Sembra che gli sconvolgimenti sociali o le tragedie avvengano lontano... in Venezuela, in Groenlandia, in Ucraina, in Iran, nel Congo orientale... Finché non ti toccano da vicino, come le persone colpite dalla DANA o quelle colpite dal più grande incidente ferroviario dell'Alta Velocità spagnola, avvenuto domenica 18 gennaio nel pomeriggio ad Adamuz. L'incidente mortale ha provocato 45 morti e altrettanti feriti.
C'è grande indignazione per motivi logici, per il cattivo stato delle infrastrutture. E perché gli aiuti hanno richiesto più tempo del previsto in un disastro.
Accettare la fragilità o ritirarsi nel vittimismo
Ma guardando alle ragioni ultime per cui tali eventi accadono, le note parole “Quando è il tuo turno, non togliertelo e quando non è il tuo turno, non mettertelo” hanno senso, perché il destino è inevitabile, come agisce la provvidenza.
Anche le parole del Vangelo si fanno sentire: “non sappiamo né il giorno né l'ora”. Questa situazione ci parla della condizione stessa dell'essere umano, di fronte alla quale ci sono solo due posizioni possibili. La prima è accettare la nostra vulnerabilità, i nostri limiti e la nostra fragilità per essere persone migliori. Come ci ha mostrato Fidel, che ha perso la madre nell'incidente e che in quel momento stava pregando il rosario, con la sua testimonianza, come ci ha detto Francisco Otamendi qui a Omnes.
Ma è possibile fare il contrario, rendere la ferita subita, attraverso la perdita di una persona cara o l'essere vittima, la mia identità, cioè cadere in un vittimismo infruttuoso.
Il vero test della maturità cristiana
Intellettuale norvegese e prelato di Trondheim, Erik Varden, spiega entrambe le situazioni in modo molto chiaro. Da un lato, ci mostra qual è il “test dell'ovatta” per sapere se abbiamo imparato la lezione in situazioni come questa: “Più passa il tempo, più mi convinco che per sapere se qualcuno sta crescendo come cristiano e sta acquisendo saggezza, bisogna vedere se quella persona è capace di vivere in pace pur essendo vulnerabile”. Lo ha spiegato in un'intervista a Nuestro Tiempo nell'ottobre 2024. A questo ha aggiunto, quando gli è stato chiesto: "Che cos'è la vulnerabilità?

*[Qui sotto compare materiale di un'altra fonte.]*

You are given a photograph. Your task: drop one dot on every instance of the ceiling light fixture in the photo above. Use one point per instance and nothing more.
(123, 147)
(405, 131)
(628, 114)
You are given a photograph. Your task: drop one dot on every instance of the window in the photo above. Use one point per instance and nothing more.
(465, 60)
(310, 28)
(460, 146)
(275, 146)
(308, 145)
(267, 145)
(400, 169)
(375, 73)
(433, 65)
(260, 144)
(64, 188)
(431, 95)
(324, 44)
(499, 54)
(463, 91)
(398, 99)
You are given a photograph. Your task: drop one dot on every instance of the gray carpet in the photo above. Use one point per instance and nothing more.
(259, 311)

“Riconoscete la vostra finitudine. Riconoscete che non siete abbastanza per voi stessi. Riconoscete che potete soffrire, che gli altri possono farvi del male e che non potete proteggervi”. Come ciliegina sulla “torta”, ha aggiunto: “Devi cercare di interiorizzare questa verità, di guardarti e lasciarti guardare da quel Dio il cui volto è... la pace. Lo diciamo ogni giorno a messa: «Pace lascio con voi, pace vi do». Questa pace non è un sentimento, ma la presenza di Qualcuno, come diceva San Paolo: «Cristo è la nostra pace». Con questa pace potrò vivere la mia vulnerabilità, affrontare le mie paure e imparare a cominciare a credere nella possibilità che, forse, l'amore è reale”.
Ferite che non definiscono l'identità
Più recentemente, nel Forum Omnes, ha parlato a più di 250 persone riunite nell'Aula Magna dell'Università CEU San Pablo di Madrid per la presentazione del suo ultimo libro “Heridas que sanan» ("Ferite che guariscono", edito da Encuentro), sul pericolo del vittimismo.
Quando le ferite personali vengono esposte pubblicamente, chiedendo riconoscimento e riparazione, abbiamo un problema. Perché a volte è necessario mostrare le ferite, ma il rischio è, come ci dice la dottoressa, di trasformarle in identità: “quando diciamo ‘la mia ferita sono io’”. Perché la vostra identità non è la vostra ferita, ma le vostre caratteristiche personali e le vostre decisioni, come la coerenza della vostra vita, le vostre virtù e il vostro scopo di vita.
Possiamo imparare da Varden a mettere a posto le battute d'arresto della vita. Non è tanto quello che ci succede, che può essere letale, ma come lo interpretiamo e lo inseriamo nella nostra vita.